The first wind power plant in Bosnia and Herzegovina (BiH) became operational eight years after the start of construct was announced on the Mesihovina hill near Tomislavgrad.
The wind farm is made up of 22 windmills with generators producing more than 165 Gigawatt hours of electricity a year. This is one tenth of the electricity produced by its Mostar-based owner, the electricity generator and supplier EP HZHB.
The project has cost around €82 million. The bulk of it was secured through a loan from the German Development Bank (KfW) which signed a loan contract with EP HZHB worth around €72 million in 2010. The bank also gave €1 million as a grant and EP HZHB provided the remaining money.

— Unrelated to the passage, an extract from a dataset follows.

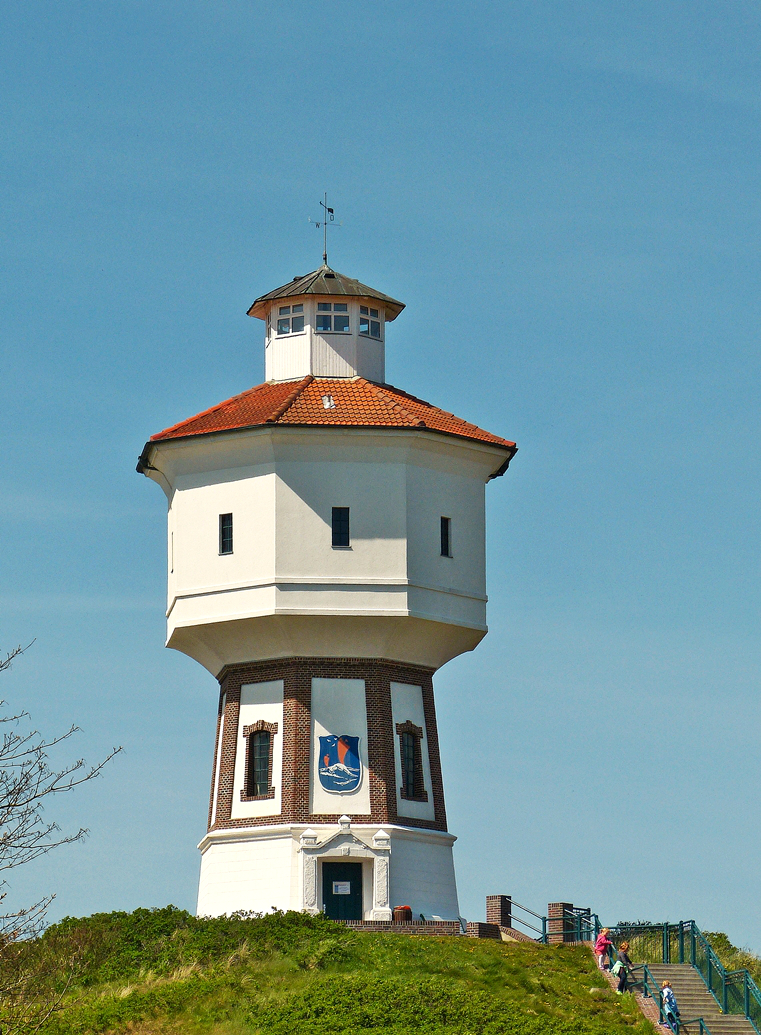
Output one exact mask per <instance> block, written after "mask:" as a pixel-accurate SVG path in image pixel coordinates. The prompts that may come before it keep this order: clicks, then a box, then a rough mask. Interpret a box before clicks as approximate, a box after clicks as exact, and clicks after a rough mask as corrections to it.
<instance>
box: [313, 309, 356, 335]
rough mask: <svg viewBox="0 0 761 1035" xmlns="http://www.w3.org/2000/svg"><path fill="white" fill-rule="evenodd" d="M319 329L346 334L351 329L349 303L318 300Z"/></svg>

The wind farm was supposed to become operational by the end of 2013 and would start paying back the loan. However, due to public procurement issues, the bank agreed to prolong a grace period until the end of 2015.
In 2016, the project finally got its start when EP HZHB and consortium Siemens Wind Power A/S Denmark and Siemens Wind Power LLC Croatia signed a contract about the procurement, delivery and construction of 22 wind turbines worth around €72 million.
The Mesihovina Project was introduced to the public in 2006, and a concession contract with Canton 10 was signed three years later. In 2010 the then president of the BiH Federation Borjana Krišto from Croatian Democratic Union BiH, broke ground for the project on the windy promontory above the Duvno Meadows. After the new management was installed in EP HZHB, led by managers from Croatian opposition parties, the original site was neglected and the project was slowed down.